Some landowners need financial assistance to protect their land. In such situations, easement sales or bargain sales can be viable options.
In a sale, a landowner sells the easement value (definition below) to a conservation organization. When the conservation easement is signed, the landowner gets a check for the easement value.
In a bargain sale, a landowner sells the easement at a price lower than its appraised value. This choice is a hybrid between a sale and a donation. It reduces the cost for the conservation organization, provides a financial benefit to the landowner, and allows the landowner to receive tax benefits for the donated portion of the easement. (See “Donating an Easement”).

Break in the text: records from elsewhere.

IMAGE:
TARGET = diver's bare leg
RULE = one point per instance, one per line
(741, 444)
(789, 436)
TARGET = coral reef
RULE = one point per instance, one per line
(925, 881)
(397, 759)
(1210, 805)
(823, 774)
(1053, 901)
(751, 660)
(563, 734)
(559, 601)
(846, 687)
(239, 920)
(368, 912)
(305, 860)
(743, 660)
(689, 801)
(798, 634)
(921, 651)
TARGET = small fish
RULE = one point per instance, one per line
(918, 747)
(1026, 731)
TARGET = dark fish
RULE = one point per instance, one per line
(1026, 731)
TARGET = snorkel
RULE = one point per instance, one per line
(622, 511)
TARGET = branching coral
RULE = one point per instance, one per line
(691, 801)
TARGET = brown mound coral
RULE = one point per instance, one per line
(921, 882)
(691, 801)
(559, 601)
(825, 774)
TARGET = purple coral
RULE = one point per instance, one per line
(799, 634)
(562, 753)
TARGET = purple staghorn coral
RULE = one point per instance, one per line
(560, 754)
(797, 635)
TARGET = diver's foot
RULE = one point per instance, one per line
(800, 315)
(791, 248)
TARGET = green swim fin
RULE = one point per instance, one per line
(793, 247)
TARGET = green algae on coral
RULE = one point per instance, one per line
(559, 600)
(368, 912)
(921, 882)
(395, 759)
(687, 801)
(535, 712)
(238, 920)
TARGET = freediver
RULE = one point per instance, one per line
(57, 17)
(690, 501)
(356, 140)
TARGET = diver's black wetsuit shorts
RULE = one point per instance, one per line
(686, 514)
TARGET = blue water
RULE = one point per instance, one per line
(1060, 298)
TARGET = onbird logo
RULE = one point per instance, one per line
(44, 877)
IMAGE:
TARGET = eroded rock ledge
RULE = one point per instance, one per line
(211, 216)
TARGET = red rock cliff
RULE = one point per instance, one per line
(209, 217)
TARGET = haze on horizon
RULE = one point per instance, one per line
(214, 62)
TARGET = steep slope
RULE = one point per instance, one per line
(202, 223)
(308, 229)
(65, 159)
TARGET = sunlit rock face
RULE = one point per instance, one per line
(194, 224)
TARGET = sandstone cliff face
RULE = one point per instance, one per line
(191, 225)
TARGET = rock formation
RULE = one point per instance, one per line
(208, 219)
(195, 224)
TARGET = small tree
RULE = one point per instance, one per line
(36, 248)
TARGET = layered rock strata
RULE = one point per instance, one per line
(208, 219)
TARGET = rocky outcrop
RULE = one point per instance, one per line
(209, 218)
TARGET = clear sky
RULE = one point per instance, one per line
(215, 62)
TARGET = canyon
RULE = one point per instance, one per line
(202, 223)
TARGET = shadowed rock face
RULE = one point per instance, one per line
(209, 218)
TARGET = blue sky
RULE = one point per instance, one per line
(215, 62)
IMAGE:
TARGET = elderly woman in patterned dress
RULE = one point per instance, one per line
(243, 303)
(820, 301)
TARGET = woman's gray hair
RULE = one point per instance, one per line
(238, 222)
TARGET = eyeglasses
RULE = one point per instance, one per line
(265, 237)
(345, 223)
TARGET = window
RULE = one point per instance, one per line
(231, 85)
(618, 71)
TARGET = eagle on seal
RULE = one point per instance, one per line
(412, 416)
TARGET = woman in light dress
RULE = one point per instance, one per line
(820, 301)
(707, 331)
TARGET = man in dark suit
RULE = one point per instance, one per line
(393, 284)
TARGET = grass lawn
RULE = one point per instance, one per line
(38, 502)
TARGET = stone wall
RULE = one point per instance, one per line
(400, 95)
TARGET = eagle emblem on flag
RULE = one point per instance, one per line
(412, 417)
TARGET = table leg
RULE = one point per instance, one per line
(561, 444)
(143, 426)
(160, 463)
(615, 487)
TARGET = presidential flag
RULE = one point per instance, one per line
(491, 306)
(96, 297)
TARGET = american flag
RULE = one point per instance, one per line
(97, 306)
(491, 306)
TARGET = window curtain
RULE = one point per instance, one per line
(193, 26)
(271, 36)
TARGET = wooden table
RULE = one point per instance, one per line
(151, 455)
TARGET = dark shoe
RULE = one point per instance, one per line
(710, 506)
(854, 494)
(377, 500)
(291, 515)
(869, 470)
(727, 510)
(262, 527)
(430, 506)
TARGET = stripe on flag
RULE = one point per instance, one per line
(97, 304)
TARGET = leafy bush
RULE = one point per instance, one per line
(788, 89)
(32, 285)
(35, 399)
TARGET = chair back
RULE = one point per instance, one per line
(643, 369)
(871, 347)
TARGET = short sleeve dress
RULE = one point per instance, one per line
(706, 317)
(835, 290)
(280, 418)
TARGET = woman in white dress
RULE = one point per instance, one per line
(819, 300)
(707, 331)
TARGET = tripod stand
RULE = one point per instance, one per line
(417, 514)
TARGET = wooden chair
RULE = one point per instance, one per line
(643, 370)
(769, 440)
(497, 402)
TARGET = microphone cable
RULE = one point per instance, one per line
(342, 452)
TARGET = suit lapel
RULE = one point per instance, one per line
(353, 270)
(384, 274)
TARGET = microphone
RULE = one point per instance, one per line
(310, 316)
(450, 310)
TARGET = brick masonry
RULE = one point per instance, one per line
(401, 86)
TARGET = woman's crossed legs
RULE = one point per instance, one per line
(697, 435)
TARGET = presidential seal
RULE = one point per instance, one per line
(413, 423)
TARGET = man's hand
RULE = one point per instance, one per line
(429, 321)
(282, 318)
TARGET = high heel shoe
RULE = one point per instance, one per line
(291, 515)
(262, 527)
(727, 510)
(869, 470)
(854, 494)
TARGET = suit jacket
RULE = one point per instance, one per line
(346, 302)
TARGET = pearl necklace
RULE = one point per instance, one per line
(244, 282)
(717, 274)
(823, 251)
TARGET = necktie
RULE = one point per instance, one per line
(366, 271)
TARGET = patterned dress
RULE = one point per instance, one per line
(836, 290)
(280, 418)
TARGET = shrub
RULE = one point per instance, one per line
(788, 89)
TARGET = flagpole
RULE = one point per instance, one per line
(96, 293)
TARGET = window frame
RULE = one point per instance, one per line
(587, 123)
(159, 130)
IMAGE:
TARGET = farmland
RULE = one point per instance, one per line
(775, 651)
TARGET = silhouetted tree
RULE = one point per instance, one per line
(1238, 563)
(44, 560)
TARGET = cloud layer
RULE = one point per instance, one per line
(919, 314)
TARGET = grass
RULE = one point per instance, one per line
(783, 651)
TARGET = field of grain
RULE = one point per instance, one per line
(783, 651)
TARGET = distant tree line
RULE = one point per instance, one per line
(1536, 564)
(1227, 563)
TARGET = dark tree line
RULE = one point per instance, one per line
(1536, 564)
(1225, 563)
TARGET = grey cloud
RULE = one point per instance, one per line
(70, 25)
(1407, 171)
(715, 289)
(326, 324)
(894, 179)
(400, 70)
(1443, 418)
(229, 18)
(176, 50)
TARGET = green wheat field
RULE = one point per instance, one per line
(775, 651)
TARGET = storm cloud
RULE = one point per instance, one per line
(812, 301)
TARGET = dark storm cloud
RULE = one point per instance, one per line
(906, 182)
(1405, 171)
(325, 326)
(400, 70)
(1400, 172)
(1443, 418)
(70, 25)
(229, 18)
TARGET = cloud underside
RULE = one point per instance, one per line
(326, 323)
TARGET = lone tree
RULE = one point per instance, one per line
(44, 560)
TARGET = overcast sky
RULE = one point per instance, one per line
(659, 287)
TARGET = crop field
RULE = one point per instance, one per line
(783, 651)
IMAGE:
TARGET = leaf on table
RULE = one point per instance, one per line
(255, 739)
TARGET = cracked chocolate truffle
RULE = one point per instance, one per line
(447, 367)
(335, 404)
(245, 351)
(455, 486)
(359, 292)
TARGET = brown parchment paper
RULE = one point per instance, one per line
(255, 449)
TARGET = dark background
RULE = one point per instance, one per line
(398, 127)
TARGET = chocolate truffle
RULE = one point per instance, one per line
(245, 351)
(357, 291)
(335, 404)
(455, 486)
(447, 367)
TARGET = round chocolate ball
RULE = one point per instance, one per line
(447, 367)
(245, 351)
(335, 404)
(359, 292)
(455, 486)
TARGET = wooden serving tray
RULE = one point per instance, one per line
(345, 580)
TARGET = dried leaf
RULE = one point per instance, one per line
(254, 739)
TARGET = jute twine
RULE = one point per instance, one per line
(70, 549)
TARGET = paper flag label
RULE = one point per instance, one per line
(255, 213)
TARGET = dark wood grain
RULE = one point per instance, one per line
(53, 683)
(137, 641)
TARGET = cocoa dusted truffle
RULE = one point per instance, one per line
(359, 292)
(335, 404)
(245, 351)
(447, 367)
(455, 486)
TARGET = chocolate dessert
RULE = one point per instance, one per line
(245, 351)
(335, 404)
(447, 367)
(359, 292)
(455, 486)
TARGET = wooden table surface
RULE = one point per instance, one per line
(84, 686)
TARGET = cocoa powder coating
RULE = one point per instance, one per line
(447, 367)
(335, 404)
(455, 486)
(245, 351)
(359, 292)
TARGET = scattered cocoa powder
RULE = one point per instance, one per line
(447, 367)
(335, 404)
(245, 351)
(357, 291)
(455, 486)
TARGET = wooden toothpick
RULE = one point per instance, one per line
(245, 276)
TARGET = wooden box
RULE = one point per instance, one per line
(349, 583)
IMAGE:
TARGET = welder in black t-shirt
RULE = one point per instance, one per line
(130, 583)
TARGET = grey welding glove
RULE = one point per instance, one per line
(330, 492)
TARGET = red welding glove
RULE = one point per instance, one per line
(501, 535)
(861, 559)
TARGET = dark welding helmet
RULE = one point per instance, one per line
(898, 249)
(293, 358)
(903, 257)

For sale and bargain sale projects, Cacapon & Lost Rivers Land Trust seeks grant funds to make the purchases.
What is Easement Value?
Because land protected by an easement can no longer be subdivided or developed to the extent it could before the easement, its market value is usually less. Easement value is the difference between the market value of a property before the easement and the value of a property after the easement. Put another way, it is the value of the development rights “given up” in the easement.
Fair market value of the property without the easement (“before”) = $300,000
Fair market value of the property with the easement (“after”) = $120,000
Easement value = $180,000
Easement value is determined by an independent, specially qualified appraiser. It tends to range from 20-60% of a property’s fair market value and depends on the property’s location, ease of being developed, value of nearby lands, and other factors.